Other use cases include generating new perspectives with 90- or 180-degree object rotations and using style transfer for avatar creation, such as converting portraits into Studio Ghibli-style images.

Qwen Image Edit can also add signs with realistic reflections, remove stray hairs, change letter colors, and edit backgrounds or clothing.

Bilingual text editing with step-by-step correction
One of Qwen Image Edit's main strengths is its ability to edit text in both Chinese and English. The system can add, remove, or change text directly in images while preserving the original font, size, and style.

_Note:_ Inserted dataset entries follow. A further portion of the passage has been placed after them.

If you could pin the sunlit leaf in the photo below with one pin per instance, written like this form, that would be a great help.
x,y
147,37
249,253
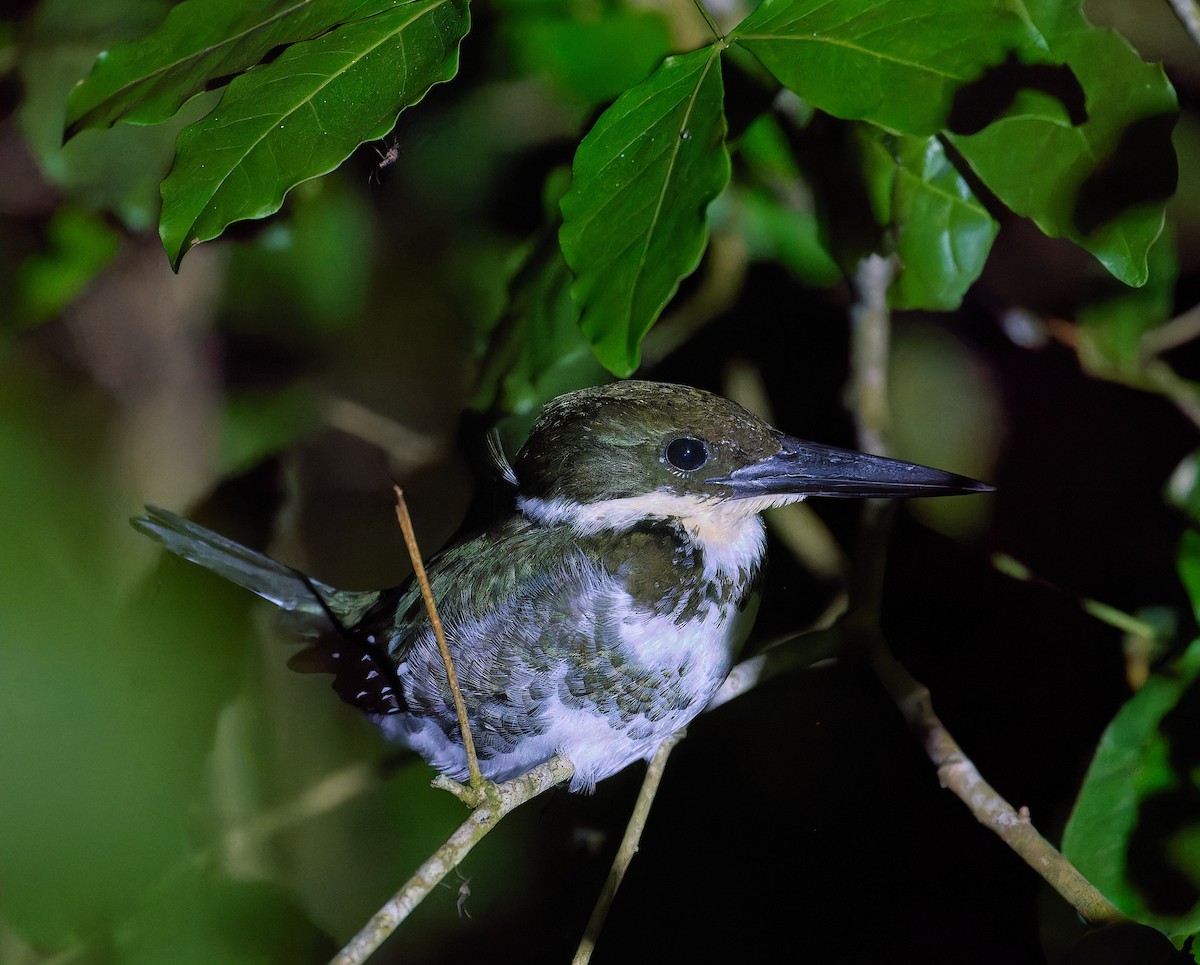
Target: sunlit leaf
x,y
1113,328
634,219
894,63
537,351
303,114
1097,173
79,245
934,221
201,43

Users can draw bounding boxes around incorrect or unwanted text. The model then updates those marked areas. While it sometimes struggles with rare or unusual characters like "稽," users can make step-by-step edits, marking specific spots and having the model refine the results until they are satisfied.

Alibaba says Qwen Image Edit delivers state-of-the-art performance on public image editing benchmarks, though it hasn't shared specific numbers. The model is available through Qwen Chat's "Image Editing" feature and can also be found on Github, Hugging Face, and Modelscope.
Qwen Image Edit reflects just how quickly targeted image editing and text rendering are advancing. Until recently, it was difficult for AI to change only specific parts of an image without disrupting everything else.
Black Forest Labs has also entered the space with Flux.1 Context, a model that combines text-to-image generation and image editing. But Flux.1 Context still shows visible artifacts in longer editing chains and sometimes has trouble handling prompts accurately.